During Holy Week, I gather up our flock of children at the front of the sanctuary. “I have a surprise to tell you,” I whisper into the mic, excitement in my eyes. I hand out an envelope to each child. Inside is a piece of paper that says, “He is risen!” On the outside I’ve written the words “Don’t open until Easter.”

I then whisper the surprise in each child’s ear -- “He is risen.” It’s news we need to remember, because something sad is going to happen, I tell them. Jesus will be hung on a cross. He’ll be lonely. He’ll die. But we know the surprise -- in three days he will come back to life.

I’ve shared this surprise in different ways -- balloons with notes inside, the word “Alleluia” written on a palm in magic marker. But one thing stays the same. The good news is a “surprise,” never a “secret.”

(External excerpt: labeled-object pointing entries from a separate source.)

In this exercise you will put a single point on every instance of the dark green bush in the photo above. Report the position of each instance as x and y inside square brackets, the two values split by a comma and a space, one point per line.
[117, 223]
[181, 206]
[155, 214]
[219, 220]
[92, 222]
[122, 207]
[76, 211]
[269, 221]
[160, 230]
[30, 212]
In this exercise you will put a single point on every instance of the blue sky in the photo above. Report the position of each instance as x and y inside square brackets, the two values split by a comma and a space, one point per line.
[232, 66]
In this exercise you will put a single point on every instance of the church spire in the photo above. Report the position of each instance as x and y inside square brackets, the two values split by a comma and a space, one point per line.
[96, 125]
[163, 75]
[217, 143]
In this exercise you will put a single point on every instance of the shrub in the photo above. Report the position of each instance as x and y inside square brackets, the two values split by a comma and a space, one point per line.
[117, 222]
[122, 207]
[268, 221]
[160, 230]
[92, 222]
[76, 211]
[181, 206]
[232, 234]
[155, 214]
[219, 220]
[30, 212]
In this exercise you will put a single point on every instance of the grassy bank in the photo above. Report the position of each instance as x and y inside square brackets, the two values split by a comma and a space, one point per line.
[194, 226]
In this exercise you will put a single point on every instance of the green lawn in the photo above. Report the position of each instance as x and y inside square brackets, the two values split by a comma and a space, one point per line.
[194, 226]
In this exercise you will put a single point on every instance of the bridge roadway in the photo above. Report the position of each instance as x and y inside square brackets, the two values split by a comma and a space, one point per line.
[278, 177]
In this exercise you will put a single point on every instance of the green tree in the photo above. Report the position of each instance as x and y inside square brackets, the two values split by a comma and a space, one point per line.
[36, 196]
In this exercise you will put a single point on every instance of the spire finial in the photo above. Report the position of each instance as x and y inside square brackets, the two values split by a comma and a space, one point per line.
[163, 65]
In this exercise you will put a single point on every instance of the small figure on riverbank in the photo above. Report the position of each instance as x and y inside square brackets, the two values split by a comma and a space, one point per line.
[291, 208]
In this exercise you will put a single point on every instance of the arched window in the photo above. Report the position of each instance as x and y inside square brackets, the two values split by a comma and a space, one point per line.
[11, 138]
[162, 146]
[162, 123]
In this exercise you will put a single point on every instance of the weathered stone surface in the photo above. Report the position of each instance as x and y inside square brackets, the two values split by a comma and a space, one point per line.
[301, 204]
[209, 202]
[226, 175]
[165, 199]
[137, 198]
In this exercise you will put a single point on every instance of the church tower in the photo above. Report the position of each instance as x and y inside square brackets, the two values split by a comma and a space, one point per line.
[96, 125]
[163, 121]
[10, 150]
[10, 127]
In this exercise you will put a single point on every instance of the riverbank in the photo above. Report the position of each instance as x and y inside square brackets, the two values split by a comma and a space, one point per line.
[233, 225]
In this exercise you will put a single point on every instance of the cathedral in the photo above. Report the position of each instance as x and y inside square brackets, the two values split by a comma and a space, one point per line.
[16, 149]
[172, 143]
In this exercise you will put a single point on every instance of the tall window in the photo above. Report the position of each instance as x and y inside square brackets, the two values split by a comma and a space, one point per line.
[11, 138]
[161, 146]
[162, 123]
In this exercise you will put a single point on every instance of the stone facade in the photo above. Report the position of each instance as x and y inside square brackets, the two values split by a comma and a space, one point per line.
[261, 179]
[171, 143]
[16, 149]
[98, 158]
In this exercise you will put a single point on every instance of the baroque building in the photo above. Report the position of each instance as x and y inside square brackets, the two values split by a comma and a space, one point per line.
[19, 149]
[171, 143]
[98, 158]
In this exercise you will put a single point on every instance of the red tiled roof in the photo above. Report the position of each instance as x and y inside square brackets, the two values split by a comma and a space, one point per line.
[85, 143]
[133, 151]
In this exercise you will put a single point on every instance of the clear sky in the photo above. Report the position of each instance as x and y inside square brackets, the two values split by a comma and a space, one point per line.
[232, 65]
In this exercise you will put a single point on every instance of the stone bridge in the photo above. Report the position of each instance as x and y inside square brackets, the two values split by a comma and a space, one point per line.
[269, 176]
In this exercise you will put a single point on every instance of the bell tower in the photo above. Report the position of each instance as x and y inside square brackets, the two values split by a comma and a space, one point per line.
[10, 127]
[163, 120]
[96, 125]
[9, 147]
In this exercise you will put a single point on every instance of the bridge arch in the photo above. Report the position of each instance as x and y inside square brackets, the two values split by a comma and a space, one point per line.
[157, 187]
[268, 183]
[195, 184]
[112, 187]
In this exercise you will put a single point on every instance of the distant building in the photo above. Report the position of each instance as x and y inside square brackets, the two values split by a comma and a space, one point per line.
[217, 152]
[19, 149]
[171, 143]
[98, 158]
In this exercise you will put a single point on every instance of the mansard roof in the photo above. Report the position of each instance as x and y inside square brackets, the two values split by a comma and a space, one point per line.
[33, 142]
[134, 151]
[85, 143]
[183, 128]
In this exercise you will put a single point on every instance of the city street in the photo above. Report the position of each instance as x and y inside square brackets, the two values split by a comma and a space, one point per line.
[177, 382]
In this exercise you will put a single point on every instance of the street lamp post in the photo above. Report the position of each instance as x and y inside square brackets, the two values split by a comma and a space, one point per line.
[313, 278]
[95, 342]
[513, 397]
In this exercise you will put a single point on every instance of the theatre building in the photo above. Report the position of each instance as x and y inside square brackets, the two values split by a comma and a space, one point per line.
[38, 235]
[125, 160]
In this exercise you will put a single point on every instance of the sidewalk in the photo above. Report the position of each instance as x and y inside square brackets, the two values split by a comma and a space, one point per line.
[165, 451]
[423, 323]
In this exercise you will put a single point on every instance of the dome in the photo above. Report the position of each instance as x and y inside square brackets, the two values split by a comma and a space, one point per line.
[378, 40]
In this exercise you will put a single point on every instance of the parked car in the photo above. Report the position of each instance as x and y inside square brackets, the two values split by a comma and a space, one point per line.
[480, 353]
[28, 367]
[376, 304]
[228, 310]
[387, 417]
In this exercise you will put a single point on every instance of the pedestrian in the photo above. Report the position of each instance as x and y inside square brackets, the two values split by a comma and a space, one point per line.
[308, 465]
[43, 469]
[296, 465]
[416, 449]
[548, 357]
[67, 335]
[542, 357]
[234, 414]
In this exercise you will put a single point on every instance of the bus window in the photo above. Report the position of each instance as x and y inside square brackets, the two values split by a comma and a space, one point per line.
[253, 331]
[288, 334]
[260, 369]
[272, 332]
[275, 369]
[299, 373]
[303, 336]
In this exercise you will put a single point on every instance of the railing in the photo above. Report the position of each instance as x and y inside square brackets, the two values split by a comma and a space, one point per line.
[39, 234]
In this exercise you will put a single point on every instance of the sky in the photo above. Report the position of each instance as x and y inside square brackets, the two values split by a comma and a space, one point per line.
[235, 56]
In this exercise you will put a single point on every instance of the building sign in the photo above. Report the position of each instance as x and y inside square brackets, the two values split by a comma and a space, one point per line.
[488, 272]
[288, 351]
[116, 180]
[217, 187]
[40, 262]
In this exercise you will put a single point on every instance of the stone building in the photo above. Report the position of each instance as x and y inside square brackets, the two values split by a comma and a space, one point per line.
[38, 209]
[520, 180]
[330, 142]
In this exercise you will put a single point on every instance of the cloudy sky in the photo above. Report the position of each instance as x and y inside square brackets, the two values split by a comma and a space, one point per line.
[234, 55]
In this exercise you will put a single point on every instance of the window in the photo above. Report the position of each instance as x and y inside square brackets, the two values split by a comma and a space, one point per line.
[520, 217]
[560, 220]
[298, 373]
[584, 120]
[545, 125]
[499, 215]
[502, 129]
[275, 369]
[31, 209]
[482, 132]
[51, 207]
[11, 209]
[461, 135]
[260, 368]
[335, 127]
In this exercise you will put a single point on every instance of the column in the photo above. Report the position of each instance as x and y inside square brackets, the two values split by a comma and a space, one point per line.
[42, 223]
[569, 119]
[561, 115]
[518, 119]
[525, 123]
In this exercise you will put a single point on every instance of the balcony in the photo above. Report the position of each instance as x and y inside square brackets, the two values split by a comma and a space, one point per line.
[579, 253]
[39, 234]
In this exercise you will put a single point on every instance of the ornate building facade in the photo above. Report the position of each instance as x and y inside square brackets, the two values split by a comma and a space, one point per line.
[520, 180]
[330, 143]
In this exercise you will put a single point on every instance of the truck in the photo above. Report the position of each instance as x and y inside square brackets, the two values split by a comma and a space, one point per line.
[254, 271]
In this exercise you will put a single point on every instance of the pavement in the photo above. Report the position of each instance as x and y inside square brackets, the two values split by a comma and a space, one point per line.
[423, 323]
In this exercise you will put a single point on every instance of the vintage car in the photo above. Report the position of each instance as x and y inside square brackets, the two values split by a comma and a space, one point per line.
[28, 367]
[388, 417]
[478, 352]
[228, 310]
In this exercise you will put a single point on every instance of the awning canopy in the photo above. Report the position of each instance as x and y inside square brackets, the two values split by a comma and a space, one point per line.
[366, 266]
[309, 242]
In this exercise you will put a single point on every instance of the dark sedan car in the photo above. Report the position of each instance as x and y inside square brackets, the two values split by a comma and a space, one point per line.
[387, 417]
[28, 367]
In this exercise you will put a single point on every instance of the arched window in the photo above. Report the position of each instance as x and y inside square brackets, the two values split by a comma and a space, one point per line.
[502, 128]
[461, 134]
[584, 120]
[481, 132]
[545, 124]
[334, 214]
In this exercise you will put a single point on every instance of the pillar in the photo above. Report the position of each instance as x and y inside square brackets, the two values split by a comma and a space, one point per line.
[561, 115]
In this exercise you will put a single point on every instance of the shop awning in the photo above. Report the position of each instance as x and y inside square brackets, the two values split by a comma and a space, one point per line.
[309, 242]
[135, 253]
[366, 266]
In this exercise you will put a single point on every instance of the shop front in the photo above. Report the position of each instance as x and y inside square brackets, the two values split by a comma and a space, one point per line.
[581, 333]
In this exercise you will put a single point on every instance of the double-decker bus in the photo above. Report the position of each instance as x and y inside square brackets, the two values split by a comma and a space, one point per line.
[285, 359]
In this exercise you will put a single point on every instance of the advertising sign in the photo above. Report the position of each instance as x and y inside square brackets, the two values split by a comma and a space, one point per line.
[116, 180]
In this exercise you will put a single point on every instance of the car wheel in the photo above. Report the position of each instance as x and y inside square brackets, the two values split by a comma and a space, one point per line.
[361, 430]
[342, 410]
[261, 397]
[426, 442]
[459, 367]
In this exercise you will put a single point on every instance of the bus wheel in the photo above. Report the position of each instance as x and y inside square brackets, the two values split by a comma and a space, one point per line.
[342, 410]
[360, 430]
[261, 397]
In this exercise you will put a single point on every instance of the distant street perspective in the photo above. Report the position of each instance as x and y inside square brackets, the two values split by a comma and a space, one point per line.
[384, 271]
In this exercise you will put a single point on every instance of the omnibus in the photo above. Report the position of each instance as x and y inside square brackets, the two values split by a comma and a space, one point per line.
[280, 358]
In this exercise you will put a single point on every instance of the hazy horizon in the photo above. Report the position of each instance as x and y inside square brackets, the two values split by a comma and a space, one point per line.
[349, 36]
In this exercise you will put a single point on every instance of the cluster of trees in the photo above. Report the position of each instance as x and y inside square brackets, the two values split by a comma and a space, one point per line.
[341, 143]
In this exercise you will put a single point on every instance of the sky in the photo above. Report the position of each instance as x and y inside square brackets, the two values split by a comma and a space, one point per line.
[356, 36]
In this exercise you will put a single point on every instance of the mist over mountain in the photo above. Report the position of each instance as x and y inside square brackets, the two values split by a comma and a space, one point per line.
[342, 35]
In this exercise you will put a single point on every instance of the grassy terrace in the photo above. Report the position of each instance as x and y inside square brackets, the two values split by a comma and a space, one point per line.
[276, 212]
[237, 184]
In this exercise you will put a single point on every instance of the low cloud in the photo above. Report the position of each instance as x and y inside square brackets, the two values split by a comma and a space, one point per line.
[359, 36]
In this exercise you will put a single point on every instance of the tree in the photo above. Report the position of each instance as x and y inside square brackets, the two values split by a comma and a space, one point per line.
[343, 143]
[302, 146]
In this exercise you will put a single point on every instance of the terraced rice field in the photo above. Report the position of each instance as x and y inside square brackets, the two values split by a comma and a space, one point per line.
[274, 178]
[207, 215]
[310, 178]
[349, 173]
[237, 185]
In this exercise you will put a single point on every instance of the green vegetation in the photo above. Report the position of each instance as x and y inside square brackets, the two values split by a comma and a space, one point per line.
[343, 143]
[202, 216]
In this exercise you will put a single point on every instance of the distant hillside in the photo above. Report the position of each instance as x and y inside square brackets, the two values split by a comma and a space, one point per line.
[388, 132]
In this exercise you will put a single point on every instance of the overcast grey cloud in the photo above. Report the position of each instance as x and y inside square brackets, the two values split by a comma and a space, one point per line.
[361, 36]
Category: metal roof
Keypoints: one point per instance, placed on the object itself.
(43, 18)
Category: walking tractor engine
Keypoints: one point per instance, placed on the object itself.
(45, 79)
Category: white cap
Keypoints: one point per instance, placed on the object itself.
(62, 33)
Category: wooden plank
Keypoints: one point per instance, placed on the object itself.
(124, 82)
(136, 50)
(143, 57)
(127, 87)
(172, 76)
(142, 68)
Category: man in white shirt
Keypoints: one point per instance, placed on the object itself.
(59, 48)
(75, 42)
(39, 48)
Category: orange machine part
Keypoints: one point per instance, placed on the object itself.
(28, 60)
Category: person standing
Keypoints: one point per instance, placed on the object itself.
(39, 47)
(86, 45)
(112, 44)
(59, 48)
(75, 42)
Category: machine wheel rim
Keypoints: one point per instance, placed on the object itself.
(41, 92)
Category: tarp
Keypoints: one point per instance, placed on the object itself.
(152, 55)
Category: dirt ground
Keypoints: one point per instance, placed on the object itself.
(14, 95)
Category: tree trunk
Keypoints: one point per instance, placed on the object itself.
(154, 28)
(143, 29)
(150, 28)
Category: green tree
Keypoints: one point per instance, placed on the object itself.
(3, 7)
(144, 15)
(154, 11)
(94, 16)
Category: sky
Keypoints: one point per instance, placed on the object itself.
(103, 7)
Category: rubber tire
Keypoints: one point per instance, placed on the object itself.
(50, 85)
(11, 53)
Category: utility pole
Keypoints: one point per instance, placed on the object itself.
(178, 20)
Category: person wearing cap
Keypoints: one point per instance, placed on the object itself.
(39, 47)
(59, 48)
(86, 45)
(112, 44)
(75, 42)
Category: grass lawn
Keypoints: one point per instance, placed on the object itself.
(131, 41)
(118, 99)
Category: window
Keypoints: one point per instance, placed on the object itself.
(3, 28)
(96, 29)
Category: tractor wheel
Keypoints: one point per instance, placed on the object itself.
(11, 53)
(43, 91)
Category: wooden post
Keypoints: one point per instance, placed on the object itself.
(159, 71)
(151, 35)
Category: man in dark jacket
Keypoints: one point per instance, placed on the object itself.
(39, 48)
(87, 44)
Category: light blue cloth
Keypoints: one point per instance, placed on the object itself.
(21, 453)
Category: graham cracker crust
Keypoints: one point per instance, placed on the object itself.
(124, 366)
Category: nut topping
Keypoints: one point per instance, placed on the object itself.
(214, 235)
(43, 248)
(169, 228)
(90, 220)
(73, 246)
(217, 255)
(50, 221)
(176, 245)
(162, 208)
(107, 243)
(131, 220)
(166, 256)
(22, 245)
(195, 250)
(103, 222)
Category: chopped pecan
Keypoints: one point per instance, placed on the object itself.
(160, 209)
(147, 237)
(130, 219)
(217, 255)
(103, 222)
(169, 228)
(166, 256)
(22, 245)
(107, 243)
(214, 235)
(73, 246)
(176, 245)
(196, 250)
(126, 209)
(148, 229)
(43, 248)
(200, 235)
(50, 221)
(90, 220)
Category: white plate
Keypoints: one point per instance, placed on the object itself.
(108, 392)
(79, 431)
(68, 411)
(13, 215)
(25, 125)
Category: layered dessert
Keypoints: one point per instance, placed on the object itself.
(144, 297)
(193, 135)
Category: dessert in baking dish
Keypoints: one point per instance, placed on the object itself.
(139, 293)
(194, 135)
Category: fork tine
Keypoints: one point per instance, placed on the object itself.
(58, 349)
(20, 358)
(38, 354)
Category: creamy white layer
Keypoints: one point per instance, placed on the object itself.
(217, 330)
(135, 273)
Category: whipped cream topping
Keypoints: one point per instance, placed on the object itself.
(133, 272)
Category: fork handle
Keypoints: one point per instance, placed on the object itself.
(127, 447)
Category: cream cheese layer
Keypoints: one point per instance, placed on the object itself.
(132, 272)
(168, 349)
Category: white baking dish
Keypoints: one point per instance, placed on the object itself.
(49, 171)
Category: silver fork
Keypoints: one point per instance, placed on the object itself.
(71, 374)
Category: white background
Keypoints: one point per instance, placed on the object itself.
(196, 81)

Each year, I take a few minutes to remind children of the difference. A secret is something we’re not supposed to tell. It’s something we are meant to keep inside, to ourselves. A surprise is something we’re meant to wait for the right moment to share, like a surprise party or a present we’ve been saving to give to a friend.

I tell children one more thing: Adults should never ask you to keep secrets. And if they do, you need to let a grown-up you trust know right away. An adult who cares about you will never ask you to keep a secret from your trusted grown-up.

Years ago, when I was charged with enforcement of our Safe Church Policy, a series of requirements and trainings that help protect vulnerable people at church from sexual, verbal and economic abuse, I learned the difference between secrets and surprises.

The trainer told us that secrets are often used to leverage power over children, because children have been trained to keep secrets. Often, sexual predators will begin with small, innocent secrets, gradually increasing the threat level, testing a child to see how much the child will hide from parents and friends.

Once I learned this, I began to confront the different ways we needed to embed awareness and vigilance in our church, in both word and deed. That became a habit I have continued to develop throughout my career as a pastor.

It’s important for religious leaders to remember that we have ample opportunities to model protecting the safety of vulnerable people to our congregations. Creating a safe space doesn’t end with a yearly training. To make a space truly safe, this awareness has to become a disposition of our ministry.

Safe Church training also taught me that sexual predators are smart. They look for soft targets. Churches, with our open-door policies, our emphasis on love and forgiveness, can represent open season for those looking to capitalize on our lack of attention.

This is why I include tips about keeping our sanctuary safe in our pre-church announcements. And when I give the “surprise” talk at Holy Week, I tell it to the children, but the whole church listens in. I want to make clear to anyone who would think to take advantage of our children that we are trained, aware and ready.

Equally important is the work we do among the children. We teach them that their bodies are good, that God made them, and that they get to decide who touches them and when. We teach them consent in other forms as well, telling them to listen when their peers stay “stop” or “go” in tag or play.

We create a sanctuary of trained and trusted grown-ups so that if something does go wrong, the children know that there are many people to whom they can turn, many people with whom they can share what is happening in their lives.

I would guess that some churches are anxious about introducing these explicit forms of anti-abuse training. After all, shouldn’t we leave this to parents? Anna Groff, the executive director of the child abuse prevention network Dove’s Nest, reminds us that churches are places of high trust and therefore also places of high risk. Parents offer us, church leaders, their trust to care for their children in our worship and programming. It is our responsibility to honor that trust with informed, attentive teaching and care.

Church is the place where we come not just for transformation of our minds but for participation in a community that cares about our whole selves. God comes in a human body, a whole body, showing us that all of life is in God’s care -- our bodies, our souls, our sexuality.

In the season of Easter, we remember a God who came to us fully human in the person of Jesus Christ, a God who was willing to get into the messiness of bodies. As we follow after this Jesus, the one who is risen from the dead, we are called to communities that nurture bodies and souls, lives of wholeness, lives of shalom. Creating a new culture at church, a community of safety and peace, is our Christian call.